Después de este confinamiento no sabemos cómo será nuestro mundo, ni cómo reaccionaremos cada persona. Se nos impone vivirlo con sus contradicciones y extrañezas y además se convierte en una oportunidad de oro para nuestra propia evolución, la evolución y el crecimiento individual, relacional y grupal, ciudadano y político, social y económico, ecológico y de justicia e igualdad interhumana. Si no somos capaces, es que no hemos aprendido nada. Es una ilusión creer que volveremos a la normalidad en un periodo relativamente corto de tiempo, por muy justificado que sea este deseo y nos lo quieran vender nuestros gobernantes. Todo apunta a que la crisis será larga a todos los niveles: médico, económico-social, laboral, familiar, religioso, psicológico-afectivo…

¿Cómo afrontar esta crisis?. El Papa Francisco, líder mundial indiscutible, señala unas líneas de acción y comportamiento que, de ser tenidas en cuenta, ayudarían a solventar muchos de los dramas humanos y sociales que se avecinan: “Mirando hacia adelante, leamos los signos que el Covid-19 ha mostrado claramente. No olvidemos cuán profundamente nos ha empobrecido la pérdida del contacto humano durante este tiempo en el que hemos estado separados de los vecinos, los amigos, los compañeros de trabajo y, sobre todo, de la familia, sin olvidar la absoluta crueldad de no poder acompañar a los moribundos en sus últimos instantes y llorarlos luego adecuadamente. En el futuro, no demos por descontado el estar juntos, sino redescubramos y busquemos medios para fortalecer esta posibilidad”.
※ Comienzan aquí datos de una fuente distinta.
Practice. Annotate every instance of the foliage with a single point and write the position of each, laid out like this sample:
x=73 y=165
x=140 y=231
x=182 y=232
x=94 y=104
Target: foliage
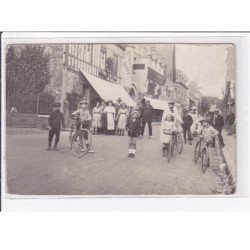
x=27 y=74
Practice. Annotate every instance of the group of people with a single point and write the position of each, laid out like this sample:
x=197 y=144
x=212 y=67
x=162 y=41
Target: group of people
x=192 y=123
x=113 y=119
x=107 y=119
x=110 y=119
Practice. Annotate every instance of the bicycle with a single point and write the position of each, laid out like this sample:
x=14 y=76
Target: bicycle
x=80 y=140
x=203 y=153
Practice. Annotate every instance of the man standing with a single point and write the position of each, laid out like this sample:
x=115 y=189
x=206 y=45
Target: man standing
x=147 y=117
x=55 y=120
x=117 y=108
x=218 y=124
x=230 y=121
x=187 y=123
x=195 y=118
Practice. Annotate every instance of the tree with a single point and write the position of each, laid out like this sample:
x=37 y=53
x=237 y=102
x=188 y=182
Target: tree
x=28 y=74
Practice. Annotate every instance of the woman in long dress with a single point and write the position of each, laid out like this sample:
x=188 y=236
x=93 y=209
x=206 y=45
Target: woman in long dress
x=97 y=118
x=122 y=119
x=110 y=111
x=103 y=118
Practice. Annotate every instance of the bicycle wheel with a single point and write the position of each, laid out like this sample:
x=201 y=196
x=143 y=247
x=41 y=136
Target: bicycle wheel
x=204 y=160
x=81 y=143
x=197 y=151
x=179 y=143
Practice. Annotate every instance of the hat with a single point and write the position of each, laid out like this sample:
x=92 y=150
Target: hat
x=203 y=119
x=57 y=105
x=169 y=116
x=83 y=101
x=136 y=112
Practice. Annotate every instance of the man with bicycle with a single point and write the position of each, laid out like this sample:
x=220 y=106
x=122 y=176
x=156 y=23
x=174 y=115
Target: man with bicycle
x=83 y=118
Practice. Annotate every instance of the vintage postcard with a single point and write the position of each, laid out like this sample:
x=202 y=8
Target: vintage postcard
x=109 y=118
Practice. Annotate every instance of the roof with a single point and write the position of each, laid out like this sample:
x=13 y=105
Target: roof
x=157 y=104
x=109 y=91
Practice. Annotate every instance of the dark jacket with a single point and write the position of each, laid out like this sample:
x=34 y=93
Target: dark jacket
x=133 y=127
x=230 y=118
x=147 y=113
x=55 y=119
x=218 y=123
x=187 y=121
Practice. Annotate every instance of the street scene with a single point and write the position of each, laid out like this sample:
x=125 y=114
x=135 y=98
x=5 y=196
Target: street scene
x=120 y=119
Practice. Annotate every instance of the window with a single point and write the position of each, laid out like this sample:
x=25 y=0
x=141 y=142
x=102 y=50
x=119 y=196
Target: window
x=103 y=54
x=114 y=65
x=87 y=53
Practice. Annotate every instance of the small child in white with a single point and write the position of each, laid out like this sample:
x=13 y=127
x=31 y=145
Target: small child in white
x=133 y=127
x=168 y=129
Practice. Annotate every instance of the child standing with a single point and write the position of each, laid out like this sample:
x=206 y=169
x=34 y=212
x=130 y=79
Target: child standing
x=133 y=127
x=207 y=132
x=55 y=119
x=168 y=128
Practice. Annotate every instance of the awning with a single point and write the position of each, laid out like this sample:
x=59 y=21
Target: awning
x=157 y=104
x=109 y=91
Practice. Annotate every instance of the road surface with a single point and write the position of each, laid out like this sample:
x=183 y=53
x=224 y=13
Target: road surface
x=32 y=170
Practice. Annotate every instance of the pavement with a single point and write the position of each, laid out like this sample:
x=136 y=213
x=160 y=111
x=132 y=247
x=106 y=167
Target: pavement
x=229 y=152
x=32 y=170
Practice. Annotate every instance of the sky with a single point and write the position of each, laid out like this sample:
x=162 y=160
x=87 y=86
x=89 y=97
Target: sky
x=204 y=64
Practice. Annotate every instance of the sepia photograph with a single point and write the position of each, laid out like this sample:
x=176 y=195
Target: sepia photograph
x=120 y=119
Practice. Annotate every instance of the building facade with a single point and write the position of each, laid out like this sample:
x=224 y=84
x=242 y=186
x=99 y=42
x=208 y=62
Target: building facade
x=90 y=70
x=229 y=91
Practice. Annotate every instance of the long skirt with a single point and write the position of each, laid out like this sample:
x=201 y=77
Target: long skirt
x=110 y=121
x=121 y=125
x=97 y=120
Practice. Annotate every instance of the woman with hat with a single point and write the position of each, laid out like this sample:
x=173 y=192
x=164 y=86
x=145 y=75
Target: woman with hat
x=110 y=111
x=122 y=119
x=117 y=106
x=103 y=118
x=97 y=118
x=218 y=124
x=84 y=118
x=133 y=127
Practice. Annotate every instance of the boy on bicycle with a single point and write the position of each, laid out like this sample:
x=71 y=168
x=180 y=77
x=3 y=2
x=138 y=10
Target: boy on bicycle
x=84 y=118
x=207 y=132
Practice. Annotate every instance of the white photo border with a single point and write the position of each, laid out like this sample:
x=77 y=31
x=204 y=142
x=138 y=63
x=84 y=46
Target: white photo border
x=238 y=201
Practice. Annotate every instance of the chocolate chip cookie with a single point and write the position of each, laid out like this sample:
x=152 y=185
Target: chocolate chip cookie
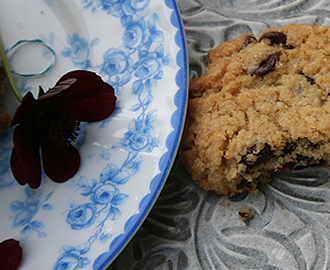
x=262 y=106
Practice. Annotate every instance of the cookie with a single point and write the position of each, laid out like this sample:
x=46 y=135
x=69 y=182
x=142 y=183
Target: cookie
x=262 y=106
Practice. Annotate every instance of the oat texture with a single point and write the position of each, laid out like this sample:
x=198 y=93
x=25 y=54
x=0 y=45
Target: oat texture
x=262 y=106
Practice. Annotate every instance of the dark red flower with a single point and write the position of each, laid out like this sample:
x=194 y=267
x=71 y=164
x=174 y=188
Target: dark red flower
x=51 y=122
x=10 y=254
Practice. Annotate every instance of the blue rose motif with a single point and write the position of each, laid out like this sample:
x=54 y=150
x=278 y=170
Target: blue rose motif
x=79 y=51
x=139 y=139
x=116 y=62
x=104 y=193
x=147 y=67
x=71 y=259
x=81 y=216
x=135 y=34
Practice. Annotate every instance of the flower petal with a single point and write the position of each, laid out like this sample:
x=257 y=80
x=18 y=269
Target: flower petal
x=25 y=110
x=93 y=108
x=71 y=86
x=60 y=163
x=25 y=156
x=10 y=254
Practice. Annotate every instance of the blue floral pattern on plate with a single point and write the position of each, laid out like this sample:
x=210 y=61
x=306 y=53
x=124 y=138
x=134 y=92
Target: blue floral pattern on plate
x=120 y=179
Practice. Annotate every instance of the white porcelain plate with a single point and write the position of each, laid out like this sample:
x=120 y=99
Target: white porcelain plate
x=138 y=47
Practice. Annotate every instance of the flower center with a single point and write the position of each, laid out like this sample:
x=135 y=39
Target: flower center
x=61 y=128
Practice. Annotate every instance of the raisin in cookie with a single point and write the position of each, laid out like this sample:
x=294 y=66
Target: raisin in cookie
x=262 y=106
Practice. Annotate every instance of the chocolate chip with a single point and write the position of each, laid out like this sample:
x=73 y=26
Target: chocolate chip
x=274 y=37
x=263 y=156
x=249 y=40
x=289 y=147
x=267 y=66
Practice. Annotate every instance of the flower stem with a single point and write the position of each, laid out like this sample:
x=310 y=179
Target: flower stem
x=9 y=75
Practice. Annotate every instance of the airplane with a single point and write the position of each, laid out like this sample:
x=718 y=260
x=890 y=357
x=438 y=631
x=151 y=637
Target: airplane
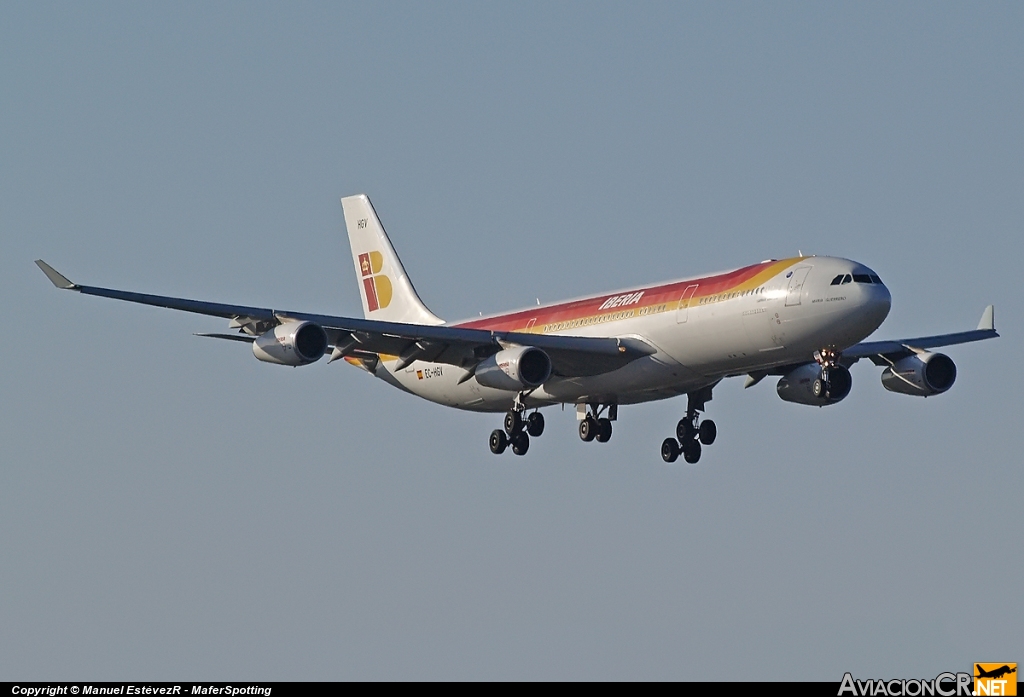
x=803 y=319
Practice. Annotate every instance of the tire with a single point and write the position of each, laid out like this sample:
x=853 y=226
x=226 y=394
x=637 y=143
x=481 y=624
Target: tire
x=588 y=430
x=708 y=432
x=520 y=443
x=684 y=430
x=535 y=424
x=670 y=450
x=498 y=441
x=691 y=451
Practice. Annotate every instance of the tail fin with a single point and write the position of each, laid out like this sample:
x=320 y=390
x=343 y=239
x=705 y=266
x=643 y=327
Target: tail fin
x=386 y=290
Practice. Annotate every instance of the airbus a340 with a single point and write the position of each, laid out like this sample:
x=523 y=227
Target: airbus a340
x=804 y=319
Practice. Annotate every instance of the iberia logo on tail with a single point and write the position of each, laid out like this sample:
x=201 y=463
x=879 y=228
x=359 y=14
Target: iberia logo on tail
x=377 y=288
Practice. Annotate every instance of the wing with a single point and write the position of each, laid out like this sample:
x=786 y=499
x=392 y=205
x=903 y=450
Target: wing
x=884 y=352
x=570 y=356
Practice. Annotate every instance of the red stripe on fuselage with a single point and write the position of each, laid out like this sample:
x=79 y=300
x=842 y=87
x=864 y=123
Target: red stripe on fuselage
x=669 y=294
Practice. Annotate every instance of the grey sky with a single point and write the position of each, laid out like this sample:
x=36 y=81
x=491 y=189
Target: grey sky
x=170 y=508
“Ahora más que nunca son las personas, las comunidades, los pueblos quienes deben estar en el centro para curar, cuidar, compartir. Espero que los gobiernos comprendan que los paradigmas tecnocráticos (sean estadocéntricos, sean mercadocéntricos) no son suficientes para abordar esta crisis ni los otros grandes problemas de la humanidad. A estas horas, a causa del Covid-19, hemos comprendido que todos estamos involucrados e implicados: la desigualdad, el cambio climático y la mala gestión nos amenazan a todos. Hemos de entender también que se deberían cambiar los paradigmas y sistemas que ponen en riesgo el mundo entero. Nuestra vida tras la pandemia no debe ser una réplica de lo que fue antes sin importar quién solía beneficiarse desproporcionadamente”.

Si no cambiamos, perderán, incluso los ganadores de siempre. “Seamos misericordiosos con el que es más débil. Sólo así reconstruiremos un mundo nuevo. El Covid-19 nos ha permitido poner a prueba el egoísmo y la competición, y la respuesta es la siguiente: si seguimos aceptando, e incluso exigiendo, una competición implacable entre intereses individuales, corporativos y nacionales, en la que los perdedores son destruidos, entonces al final los ganadores también perderán como los otros, porque este modelo es insostenible a cualquier escala. Una nueva era de solidaridad debe poner a todos los seres humanos en el mismo plano de dignidad, cada uno asumiendo su propia responsabilidad y contribuyendo para que todos —uno mismo, los demás y las generaciones futuras— puedan prosperar”. Son muchos los que han quedado y van a quedar al borde del camino. Intentemos ponernos en su situación.

Junto a la visión, el compromiso y la acción, el Papa Francisco ha mostrado hasta qué punto la oración es fundamental para redirigir nuestra mirada a la esperanza, sobre todo cuando la esperanza se hace débil y lucha por sobrevivir. “Cuántas personas rezan, ofrecen e interceden por el bien de todos. La oración y el servicio silencioso son nuestras armas vencedoras”. Puede alguien ponerlo en duda, pero es verdad.